Enhancement of the sound absorption of closed-cell mineral foams by perforations: Manufacturing process and model-supported adaptation (2408.14933v1)

Abstract: Thin low-frequency acoustic absorbers that are economical to produce in large quantities are scarce, and their efficiency is often limited to a narrow frequency range. In this paper, we present opportunities to use highly porous mineral foams, in particular optimally designed gypsum foams, to achieve high absorption levels for layers of less than 1/10 of a wavelength thick. To reach this goal, we perforate a fraction of the initially closed pores using thin needles. Finite element simulations of the fluid flow in a representative volume element show how the combination of foam properties (cell size and wall thickness) and perforation pattern (hole diameter and perforation distance) can be chosen such that sub-wavelength absorption is obtained.

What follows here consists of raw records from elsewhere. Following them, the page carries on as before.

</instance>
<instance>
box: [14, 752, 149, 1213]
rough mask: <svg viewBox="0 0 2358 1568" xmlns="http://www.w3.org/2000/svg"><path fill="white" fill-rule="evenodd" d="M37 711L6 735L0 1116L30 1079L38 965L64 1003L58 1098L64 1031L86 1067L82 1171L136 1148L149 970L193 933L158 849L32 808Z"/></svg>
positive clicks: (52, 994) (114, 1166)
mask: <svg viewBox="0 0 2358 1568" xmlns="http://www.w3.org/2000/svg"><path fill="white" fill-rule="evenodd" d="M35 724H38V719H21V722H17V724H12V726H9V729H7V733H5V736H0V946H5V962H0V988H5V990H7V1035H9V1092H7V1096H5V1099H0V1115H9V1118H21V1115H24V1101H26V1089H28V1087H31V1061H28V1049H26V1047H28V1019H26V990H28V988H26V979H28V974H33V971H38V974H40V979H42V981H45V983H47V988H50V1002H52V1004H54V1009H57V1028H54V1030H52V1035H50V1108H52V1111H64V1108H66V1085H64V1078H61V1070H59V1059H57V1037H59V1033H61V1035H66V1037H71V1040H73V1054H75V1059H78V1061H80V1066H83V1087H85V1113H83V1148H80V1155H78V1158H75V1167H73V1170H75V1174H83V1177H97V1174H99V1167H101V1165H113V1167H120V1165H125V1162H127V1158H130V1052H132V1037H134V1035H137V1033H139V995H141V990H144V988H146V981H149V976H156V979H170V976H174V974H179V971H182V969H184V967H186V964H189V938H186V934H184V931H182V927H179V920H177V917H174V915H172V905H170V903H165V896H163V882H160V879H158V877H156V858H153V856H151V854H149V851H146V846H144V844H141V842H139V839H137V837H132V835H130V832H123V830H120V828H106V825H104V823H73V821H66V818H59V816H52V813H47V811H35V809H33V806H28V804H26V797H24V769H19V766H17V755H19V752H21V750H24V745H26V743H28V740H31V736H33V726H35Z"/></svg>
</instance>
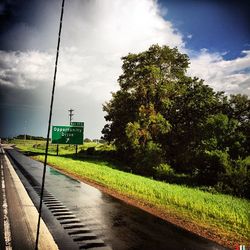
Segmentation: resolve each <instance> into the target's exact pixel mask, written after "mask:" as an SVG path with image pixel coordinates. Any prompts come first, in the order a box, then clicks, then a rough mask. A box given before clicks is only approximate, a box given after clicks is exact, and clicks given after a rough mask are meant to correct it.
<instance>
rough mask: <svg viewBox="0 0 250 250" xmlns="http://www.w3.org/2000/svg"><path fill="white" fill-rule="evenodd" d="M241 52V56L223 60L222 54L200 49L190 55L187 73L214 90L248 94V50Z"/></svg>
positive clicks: (248, 57) (248, 75) (242, 93)
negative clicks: (189, 64) (197, 77)
mask: <svg viewBox="0 0 250 250" xmlns="http://www.w3.org/2000/svg"><path fill="white" fill-rule="evenodd" d="M242 53H243V56H242V57H239V58H236V59H233V60H224V59H223V54H219V53H209V51H207V50H202V51H201V52H200V53H197V54H196V56H193V57H191V65H190V69H189V70H188V73H189V75H191V76H197V77H199V78H202V79H204V80H205V82H206V83H207V84H209V85H210V86H212V87H213V88H214V89H215V90H216V91H225V92H226V93H227V94H233V93H242V94H247V95H250V71H249V69H250V51H243V52H242Z"/></svg>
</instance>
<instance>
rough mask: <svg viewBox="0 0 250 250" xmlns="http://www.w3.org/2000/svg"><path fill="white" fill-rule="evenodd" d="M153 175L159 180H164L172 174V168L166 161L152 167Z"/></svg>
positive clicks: (168, 178)
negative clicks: (160, 163) (162, 162)
mask: <svg viewBox="0 0 250 250" xmlns="http://www.w3.org/2000/svg"><path fill="white" fill-rule="evenodd" d="M154 170H155V174H154V176H155V177H156V178H157V179H160V180H166V179H169V178H171V177H173V176H174V174H175V173H174V170H173V169H172V168H171V166H170V165H168V164H167V163H162V164H160V165H159V166H157V167H155V168H154Z"/></svg>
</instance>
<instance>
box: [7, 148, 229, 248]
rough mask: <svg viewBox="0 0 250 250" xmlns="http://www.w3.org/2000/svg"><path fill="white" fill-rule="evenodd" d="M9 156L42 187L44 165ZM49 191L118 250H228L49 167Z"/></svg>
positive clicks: (46, 189)
mask: <svg viewBox="0 0 250 250" xmlns="http://www.w3.org/2000/svg"><path fill="white" fill-rule="evenodd" d="M9 153H10V154H11V156H12V157H14V158H15V160H16V161H18V163H19V164H21V165H22V166H23V168H24V169H25V170H26V171H27V172H29V173H30V174H31V175H32V177H33V178H34V179H35V180H37V181H38V182H39V183H41V179H42V178H41V177H42V168H43V165H42V164H41V163H39V162H36V161H34V160H32V159H30V158H28V157H26V156H24V155H22V154H20V153H19V152H17V151H15V150H10V151H9ZM45 189H46V190H47V191H49V192H50V193H51V194H53V195H54V196H55V197H56V198H57V199H58V200H59V201H61V202H63V203H64V204H65V205H66V206H67V207H68V208H69V209H70V211H72V212H73V213H74V214H75V215H77V217H78V218H79V219H80V220H81V221H82V222H83V223H84V224H85V225H87V226H88V228H89V229H91V230H92V231H93V232H94V233H95V235H97V236H98V237H99V238H100V239H102V240H103V241H104V242H105V243H106V244H107V245H108V246H110V247H112V248H113V249H115V250H116V249H117V250H125V249H126V250H128V249H131V250H132V249H133V250H136V249H138V250H154V249H156V250H161V249H173V250H175V249H194V250H195V249H199V250H201V249H204V250H205V249H214V250H215V249H226V248H223V247H221V246H219V245H218V244H216V243H214V242H211V241H209V240H207V239H204V238H202V237H199V236H197V235H194V234H192V233H190V232H188V231H186V230H183V229H180V228H178V227H176V226H174V225H172V224H170V223H168V222H165V221H164V220H162V219H160V218H157V217H155V216H152V215H151V214H148V213H147V212H144V211H142V210H140V209H138V208H135V207H133V206H130V205H128V204H126V203H124V202H122V201H120V200H117V199H115V198H113V197H111V196H109V195H107V194H105V193H102V192H100V191H99V190H97V189H96V188H93V187H91V186H89V185H87V184H85V183H82V182H79V181H77V180H74V179H72V178H70V177H68V176H65V175H63V174H61V173H59V172H58V171H56V170H54V169H53V168H50V167H47V172H46V183H45Z"/></svg>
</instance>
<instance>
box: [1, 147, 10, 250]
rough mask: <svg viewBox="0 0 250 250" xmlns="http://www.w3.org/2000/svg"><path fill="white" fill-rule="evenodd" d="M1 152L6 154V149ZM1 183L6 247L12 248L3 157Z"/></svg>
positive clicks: (5, 241) (3, 224)
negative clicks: (1, 185) (6, 194)
mask: <svg viewBox="0 0 250 250" xmlns="http://www.w3.org/2000/svg"><path fill="white" fill-rule="evenodd" d="M1 153H2V154H4V150H3V149H2V148H1ZM1 184H2V193H3V220H4V224H3V226H4V240H5V249H6V250H11V249H12V246H11V231H10V222H9V217H8V204H7V199H6V190H5V181H4V171H3V159H1Z"/></svg>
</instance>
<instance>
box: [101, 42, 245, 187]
mask: <svg viewBox="0 0 250 250" xmlns="http://www.w3.org/2000/svg"><path fill="white" fill-rule="evenodd" d="M122 60H123V65H122V70H123V73H122V75H121V76H120V77H119V79H118V82H119V86H120V89H119V90H118V91H117V92H116V93H113V94H112V99H111V100H110V101H109V102H107V103H105V104H104V106H103V110H104V111H105V112H106V113H107V114H106V116H105V119H106V121H107V122H108V123H107V124H106V125H105V127H104V129H103V131H102V132H103V137H104V138H105V140H108V141H109V142H113V143H114V144H115V146H116V148H117V152H118V155H119V157H120V159H122V160H123V161H125V162H129V163H130V165H131V166H132V170H133V171H136V172H138V173H141V174H144V175H151V176H156V175H157V173H156V172H157V170H159V168H161V169H162V166H164V164H165V166H169V167H167V168H166V169H168V171H167V172H169V168H171V171H170V172H171V173H172V172H173V171H174V172H175V173H186V174H190V175H192V176H197V177H199V180H203V182H204V183H206V184H208V185H221V184H220V183H221V182H222V184H223V181H224V182H225V178H229V177H228V176H232V175H233V174H232V173H235V171H236V170H237V169H239V168H241V170H239V171H241V172H242V171H243V170H242V169H243V168H245V169H246V171H245V172H246V174H245V179H246V181H249V172H250V170H249V168H250V167H249V161H250V160H249V161H248V160H245V159H246V158H247V157H248V156H249V151H250V148H249V136H250V120H249V118H250V100H249V98H248V97H247V96H245V95H240V94H237V95H232V96H230V97H227V96H226V95H225V94H224V93H223V92H215V91H214V90H213V89H212V88H211V87H209V86H208V85H206V84H205V83H204V81H203V80H200V79H198V78H196V77H194V78H192V77H189V76H187V74H186V72H187V69H188V67H189V58H188V56H187V55H185V54H181V53H180V52H179V51H178V50H177V48H169V47H168V46H162V47H161V46H159V45H153V46H151V47H150V48H149V49H148V50H147V51H145V52H142V53H139V54H128V55H127V56H125V57H123V58H122ZM242 162H245V163H242ZM243 172H244V171H243ZM167 174H168V173H167Z"/></svg>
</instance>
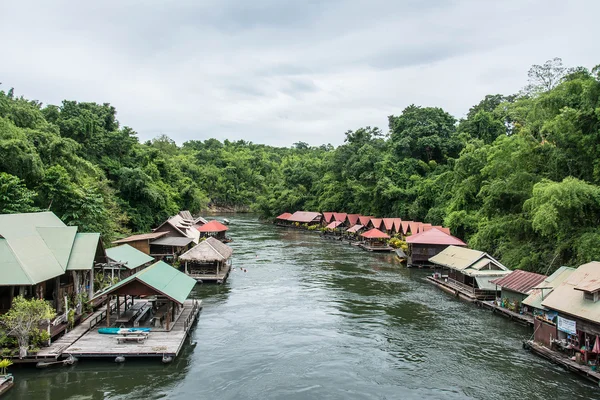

In particular two transport parameters used in the approximate but robust Johnson-Champoux-Allard model for porous media have to be optimized: the flow resistivity and high-frequency tortuosity. The fluid flow modeling results are successfully compared with sound absorption measurements, showing indeed that the proposed material, once appropriately perforated, yields a remarkable low-frequency sound absorption peak. On a more fundamental level, this paper shows how the multiporosity, the presence of microcracks, and the material's surface roughness can be exploited to enhance its acoustic absorption at very low frequencies.